Some EU lawmakers are wary of favoritism toward western European
countries over poorer, eastern European members.
Another problem has been that the Commission wanted countries to
stump up money for the fund, insisting that it would not be
included in debt and deficit calculations.
That idea flopped because countries had no guarantee that their
projects would be chosen. Instead, countries such as France,
Spain and Germany said they would help fund projects in their
country via national development banks, and Italy on Tuesday
promised to contribute 8 billion euros to the Italian projects
chosen, via its national promotional bank.

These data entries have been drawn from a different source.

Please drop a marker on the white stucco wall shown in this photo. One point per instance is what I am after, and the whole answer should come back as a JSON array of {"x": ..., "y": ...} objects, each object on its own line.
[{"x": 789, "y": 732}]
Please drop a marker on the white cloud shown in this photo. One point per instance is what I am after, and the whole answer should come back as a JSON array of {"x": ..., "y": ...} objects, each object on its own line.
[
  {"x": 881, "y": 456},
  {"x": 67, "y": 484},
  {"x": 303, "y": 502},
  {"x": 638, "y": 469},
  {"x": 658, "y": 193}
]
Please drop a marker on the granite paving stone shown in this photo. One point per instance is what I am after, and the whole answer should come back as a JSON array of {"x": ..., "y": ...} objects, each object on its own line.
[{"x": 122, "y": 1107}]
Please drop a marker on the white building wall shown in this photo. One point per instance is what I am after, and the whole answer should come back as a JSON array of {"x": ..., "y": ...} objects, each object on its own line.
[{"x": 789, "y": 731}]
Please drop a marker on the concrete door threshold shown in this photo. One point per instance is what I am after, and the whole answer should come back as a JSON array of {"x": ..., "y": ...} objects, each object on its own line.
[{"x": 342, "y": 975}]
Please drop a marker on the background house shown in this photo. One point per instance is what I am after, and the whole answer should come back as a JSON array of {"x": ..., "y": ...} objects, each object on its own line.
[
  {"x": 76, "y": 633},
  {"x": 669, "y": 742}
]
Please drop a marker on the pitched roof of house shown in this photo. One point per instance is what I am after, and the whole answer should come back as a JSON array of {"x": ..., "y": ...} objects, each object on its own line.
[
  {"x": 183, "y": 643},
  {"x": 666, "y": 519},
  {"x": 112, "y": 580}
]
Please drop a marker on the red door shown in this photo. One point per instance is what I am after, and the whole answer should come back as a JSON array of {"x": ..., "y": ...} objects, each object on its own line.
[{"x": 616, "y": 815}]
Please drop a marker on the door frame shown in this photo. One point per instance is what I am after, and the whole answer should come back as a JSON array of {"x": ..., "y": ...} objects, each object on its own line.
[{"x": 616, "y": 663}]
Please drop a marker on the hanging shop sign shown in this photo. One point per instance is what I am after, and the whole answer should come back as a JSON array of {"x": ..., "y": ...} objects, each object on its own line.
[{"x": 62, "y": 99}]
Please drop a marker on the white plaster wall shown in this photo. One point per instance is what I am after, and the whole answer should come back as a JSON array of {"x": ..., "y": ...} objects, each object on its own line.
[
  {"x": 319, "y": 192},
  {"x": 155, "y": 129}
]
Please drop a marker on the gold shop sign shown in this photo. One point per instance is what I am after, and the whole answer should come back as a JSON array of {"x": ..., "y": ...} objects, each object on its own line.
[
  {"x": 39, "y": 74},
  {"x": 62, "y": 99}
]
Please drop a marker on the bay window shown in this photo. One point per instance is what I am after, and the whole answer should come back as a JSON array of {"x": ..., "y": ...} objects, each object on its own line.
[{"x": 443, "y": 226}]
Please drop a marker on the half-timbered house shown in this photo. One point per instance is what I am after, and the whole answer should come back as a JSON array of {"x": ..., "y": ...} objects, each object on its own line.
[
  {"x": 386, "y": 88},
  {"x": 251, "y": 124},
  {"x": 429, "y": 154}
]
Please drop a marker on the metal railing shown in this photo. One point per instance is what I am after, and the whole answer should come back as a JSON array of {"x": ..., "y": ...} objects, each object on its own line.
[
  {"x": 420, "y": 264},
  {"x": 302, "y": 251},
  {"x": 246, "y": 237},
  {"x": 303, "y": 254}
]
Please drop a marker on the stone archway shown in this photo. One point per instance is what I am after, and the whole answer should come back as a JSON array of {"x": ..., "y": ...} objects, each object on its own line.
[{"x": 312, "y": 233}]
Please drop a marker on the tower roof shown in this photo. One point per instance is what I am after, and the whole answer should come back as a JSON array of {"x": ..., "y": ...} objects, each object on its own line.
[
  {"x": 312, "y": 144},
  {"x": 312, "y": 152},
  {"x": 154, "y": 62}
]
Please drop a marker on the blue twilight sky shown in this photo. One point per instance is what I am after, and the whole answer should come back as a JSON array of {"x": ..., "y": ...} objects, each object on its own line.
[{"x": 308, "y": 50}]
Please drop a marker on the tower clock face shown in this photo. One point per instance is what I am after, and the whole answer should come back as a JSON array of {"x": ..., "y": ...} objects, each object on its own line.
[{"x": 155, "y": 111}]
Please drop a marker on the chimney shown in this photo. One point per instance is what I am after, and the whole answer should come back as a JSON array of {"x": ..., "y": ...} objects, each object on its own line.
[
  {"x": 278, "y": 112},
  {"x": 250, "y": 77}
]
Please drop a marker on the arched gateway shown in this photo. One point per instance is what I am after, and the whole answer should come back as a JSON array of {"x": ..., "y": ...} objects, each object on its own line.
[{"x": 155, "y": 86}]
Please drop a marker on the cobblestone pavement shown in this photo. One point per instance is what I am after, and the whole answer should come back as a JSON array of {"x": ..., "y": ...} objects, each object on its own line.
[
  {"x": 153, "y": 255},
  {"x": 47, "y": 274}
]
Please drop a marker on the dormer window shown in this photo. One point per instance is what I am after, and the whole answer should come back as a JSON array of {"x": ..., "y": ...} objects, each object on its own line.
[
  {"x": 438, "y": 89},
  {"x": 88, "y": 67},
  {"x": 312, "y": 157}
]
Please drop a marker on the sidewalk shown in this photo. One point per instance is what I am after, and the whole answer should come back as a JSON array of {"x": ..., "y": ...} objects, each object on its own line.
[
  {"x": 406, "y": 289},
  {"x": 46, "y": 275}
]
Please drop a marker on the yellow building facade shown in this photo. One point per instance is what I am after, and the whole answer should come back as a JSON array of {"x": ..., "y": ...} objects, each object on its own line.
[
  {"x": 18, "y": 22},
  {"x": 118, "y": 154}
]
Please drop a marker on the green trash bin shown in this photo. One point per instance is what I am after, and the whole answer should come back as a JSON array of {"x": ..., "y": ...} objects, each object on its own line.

There are also doubts whether the plan will attract enough
private money, however. Juncker's goal is to have 315 billion
euros of largely private new investment by providing 21 billion
euros in capital and first-loss guarantees from the EU budget
and the European Investment Bank.
Under the plan agreed by ministers, the plan will run for four
years but will be reviewed after three years to see if it is
working.
A steering board made up by the European Commission and the
European Investment Bank will oversee the fund, while an
eight-member investment committee will choose the projects.
The list submitted in December, which officials stress is not
definitive, includes plans for housing regeneration in the
Netherlands, a new port in Ireland and a 4.5 billion euro fast
rail connection between Estonia, Latvia, Lithuania and Poland.
Other ideas involve refueling stations for hydrogen fuel cell
vehicles in Germany, expanding broadband networks in Spain and
making public buildings in France more energy-efficient.